The story—or what can be parsed of it—centers on Pedersen (Louis DeStefano), a shadowy agent trying to dismantle a bizarre organization bent on world domination through sound. Sometimes this means weaponized vinyl, other times some vaguely explained “mimetic” audio poison. Joining him in this mission are Hans (Chris Spinelli), a disgraced cop, and Sona (Nicole D’Angelo), who occasionally seems to be a ninja. None of it really coheres, but part of the fun is trying to figure out if it was ever meant to.

Stylistically, Backfire feels like a half-step above the freewheeling “Zen Filmmaking” of Scott Shaw and Donald G. Jackson. The cinematography avoids total incoherence, yet the film still embodies that unmistakable “2020s digital nightmare” aesthetic—flat lighting, erratic cuts, and heavy reliance on stock-looking backdrops. Every so often, fight sequences pop up, but they’re clunky enough to register as unintentional comedy rather than tension.

What makes the film perversely watchable is the dialogue. Characters spout lines that feel like they were assembled from dream fragments, delivered with a two-second delay as if the actors themselves are trying to decode them. There’s also the repeated intrusion of Ravel’s Bolero and the return of “I’m Looking for a Friend” (a song recycled from Hatanaka’s Deadly Western), which adds to the surreal loopiness. The film constantly seems to be reaching for David Lynch–style disorientation, but mostly lands in baffling, hilarious nonsense.
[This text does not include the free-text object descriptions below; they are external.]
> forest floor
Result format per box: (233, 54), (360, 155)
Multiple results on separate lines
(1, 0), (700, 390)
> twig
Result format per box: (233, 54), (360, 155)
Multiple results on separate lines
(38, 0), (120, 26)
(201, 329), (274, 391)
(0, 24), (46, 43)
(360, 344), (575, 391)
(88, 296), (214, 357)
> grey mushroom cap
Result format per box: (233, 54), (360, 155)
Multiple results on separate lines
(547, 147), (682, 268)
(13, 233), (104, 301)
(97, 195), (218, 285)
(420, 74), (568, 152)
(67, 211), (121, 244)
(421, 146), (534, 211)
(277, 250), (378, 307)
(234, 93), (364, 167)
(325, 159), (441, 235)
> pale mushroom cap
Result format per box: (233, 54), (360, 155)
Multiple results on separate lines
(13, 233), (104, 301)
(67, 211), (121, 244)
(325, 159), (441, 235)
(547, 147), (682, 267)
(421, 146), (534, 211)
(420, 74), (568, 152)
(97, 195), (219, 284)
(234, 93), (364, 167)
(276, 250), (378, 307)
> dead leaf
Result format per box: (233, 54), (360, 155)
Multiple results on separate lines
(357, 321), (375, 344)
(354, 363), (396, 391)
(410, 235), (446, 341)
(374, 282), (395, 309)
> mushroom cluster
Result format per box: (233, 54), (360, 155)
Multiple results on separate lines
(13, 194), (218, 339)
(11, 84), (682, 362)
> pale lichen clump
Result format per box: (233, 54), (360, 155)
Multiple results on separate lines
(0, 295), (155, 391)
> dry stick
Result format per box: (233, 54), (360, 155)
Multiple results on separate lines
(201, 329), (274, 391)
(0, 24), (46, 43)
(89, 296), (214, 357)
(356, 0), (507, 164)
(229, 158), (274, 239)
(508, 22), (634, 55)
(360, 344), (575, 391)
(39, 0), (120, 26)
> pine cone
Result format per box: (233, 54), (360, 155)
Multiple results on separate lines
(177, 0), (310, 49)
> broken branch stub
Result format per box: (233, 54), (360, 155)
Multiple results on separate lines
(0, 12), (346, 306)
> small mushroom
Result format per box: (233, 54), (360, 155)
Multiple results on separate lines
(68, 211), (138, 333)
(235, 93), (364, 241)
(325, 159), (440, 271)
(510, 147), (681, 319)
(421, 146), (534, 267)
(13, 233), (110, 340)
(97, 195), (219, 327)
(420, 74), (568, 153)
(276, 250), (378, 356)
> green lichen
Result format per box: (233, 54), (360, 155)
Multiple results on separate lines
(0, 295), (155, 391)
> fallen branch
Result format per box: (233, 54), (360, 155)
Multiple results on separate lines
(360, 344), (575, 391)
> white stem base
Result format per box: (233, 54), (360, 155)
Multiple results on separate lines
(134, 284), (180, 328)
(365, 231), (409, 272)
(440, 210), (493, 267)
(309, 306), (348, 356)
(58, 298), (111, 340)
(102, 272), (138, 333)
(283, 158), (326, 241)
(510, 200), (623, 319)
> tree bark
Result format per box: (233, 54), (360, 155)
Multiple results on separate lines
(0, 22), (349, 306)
If Backfire has a strength, it’s that it leans fully into its own awkwardness. The cast and crew take on multiple roles behind the scenes, and while the end product is far from polished, there’s a scrappy energy in seeing everyone pitch in. The film is, at times, genuinely funny—though whether or not that’s intentional is up for debate. The poster suggests a bigger, slicker production than what’s delivered, but what we do get is its own oddball entertainment.

Still, with Hatanaka credited on over thirty films, it’s difficult to forgive the amateurish feel. A first-time filmmaker fumbling through such surrealism might be excused; a veteran director leaning into the same tricks feels less like experimentation and more like stagnation.

Ultimately, Backfire is one of those movies that’s “bad but fascinating.” It doesn’t work as an action-thriller, but as a midnight-movie curiosity, it earns a strange sort of charm. Just be prepared for an overdose of Bolero.

Verdict: A surreal, sloppy, yet oddly entertaining mess. Best enjoyed with friends who appreciate unintentional comedy.